Berkurban Untuk Orang Yang Sudah Meninggal Dunia
Syeikh Muhammad bin Utsaimin –rahimahullah- berkata:
“Hukum asal berkurban adalah disyari’atkan bagi mereka yang masih hidup, sebagaimana Rasulullah –shallallahu ‘alaihi wa sallam- dan para sahabat beliau berkurban atas nama diri mereka dan keluarga mereka, sedangkan apa yang menjadi perkiraan orang-orang awam bahwa kurban khusus bagi orang yang sudah meninggal dunia, tidak ada dasarnya.

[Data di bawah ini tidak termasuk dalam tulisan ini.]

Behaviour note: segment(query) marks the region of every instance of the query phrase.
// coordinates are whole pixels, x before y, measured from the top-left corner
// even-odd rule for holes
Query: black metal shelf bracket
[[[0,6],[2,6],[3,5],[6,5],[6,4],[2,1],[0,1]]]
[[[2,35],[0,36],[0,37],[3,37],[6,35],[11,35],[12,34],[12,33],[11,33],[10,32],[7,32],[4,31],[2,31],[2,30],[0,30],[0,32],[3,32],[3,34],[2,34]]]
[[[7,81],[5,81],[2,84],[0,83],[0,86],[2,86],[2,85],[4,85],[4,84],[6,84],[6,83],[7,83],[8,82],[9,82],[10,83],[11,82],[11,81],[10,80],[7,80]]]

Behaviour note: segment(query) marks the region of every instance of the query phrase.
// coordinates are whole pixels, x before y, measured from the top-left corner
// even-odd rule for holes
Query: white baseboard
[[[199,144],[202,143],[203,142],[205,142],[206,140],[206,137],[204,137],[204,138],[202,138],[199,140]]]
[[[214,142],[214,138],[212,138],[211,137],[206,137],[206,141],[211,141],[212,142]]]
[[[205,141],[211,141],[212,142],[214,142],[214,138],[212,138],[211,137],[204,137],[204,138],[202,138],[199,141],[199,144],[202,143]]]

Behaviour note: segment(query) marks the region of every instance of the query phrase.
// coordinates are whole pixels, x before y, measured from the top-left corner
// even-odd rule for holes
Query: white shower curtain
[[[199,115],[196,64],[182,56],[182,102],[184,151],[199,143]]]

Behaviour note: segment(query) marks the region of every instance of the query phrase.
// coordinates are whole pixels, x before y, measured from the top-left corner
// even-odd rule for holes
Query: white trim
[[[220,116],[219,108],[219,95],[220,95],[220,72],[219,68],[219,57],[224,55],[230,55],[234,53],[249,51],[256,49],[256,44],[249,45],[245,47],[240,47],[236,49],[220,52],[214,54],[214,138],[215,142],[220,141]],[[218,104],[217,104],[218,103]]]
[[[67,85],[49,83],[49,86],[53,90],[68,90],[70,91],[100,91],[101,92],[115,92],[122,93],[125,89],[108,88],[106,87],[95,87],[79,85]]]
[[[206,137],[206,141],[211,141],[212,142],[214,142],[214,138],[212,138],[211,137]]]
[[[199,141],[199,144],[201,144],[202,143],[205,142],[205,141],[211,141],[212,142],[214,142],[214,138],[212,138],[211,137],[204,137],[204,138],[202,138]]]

Berkurban untuk mereka yang sudah meninggal dunia dibagi menjadi tiga macam:
Pertama:
Disembelihkan kurban untuk mereka yang sudah meninggal dunia; karena mengikuti mereka yang masih hidup, seperti; seseorang berkurban atas nama dirinya dan keluarganya dengan berniat untuk mereka yang masih hidup dan yang sudah meninggal dunia. ini boleh dilakukan. Dalil dari pendapat ini adalah kurban Rasulullah –shallallahu ‘alaihi wa sallam- untuk diri beliau dan keluarganya, dan di antara mereka ada yang sudah meninggal dunia.
Kedua:
Berkurban untuk mereka yang sudah meninggal dunia, karena untuk menunaikan wasiat orang yang sudah meninggal dunia. Hal ini wajib dilakukan, kecuali tidak mampu untuk menunaikannya. Inilah hukum asal firman Allah –Ta’ala- :
( فَمَن بَدَّلَهُ بَعْدَ مَا سَمِعَهُ فَإِنَّمَآ إِثْمُهُ عَلَى الَّذِينَ يُبَدِّلُونَهُ إِنَّ اللَّهَ سَمِيعٌ عَلِيمٌ (
“Maka barangsiapa yang mengubah wasiat itu, setelah ia mendengarnya, maka sesungguhnya dosanya adalah bagi orang-orang yang mengubahnya. Sesungguhnya Allah Maha Mendengar lagi Maha Mengetahui”. (QS. al Baqarah: 181)
Ketiga:
Hewan kurban untuk mereka yang sudah meninggal dunia saja secara terpisah dengan mereka yang masih hidup, misalnya; seseorang berkurban atas nama bapaknya saja atau ibunya saja yang kedua-duanya sudah meninggal dunia, maka hal ini juga masih boleh dilakukan. Para ulama fikih Hanabilah berpendapat bahwa pahalanya akan sampai kepada ahli kubur, dan merasakan manfaatnya dikiaskan dengan sedekah atas nama orang yang sudah meninggal dunia.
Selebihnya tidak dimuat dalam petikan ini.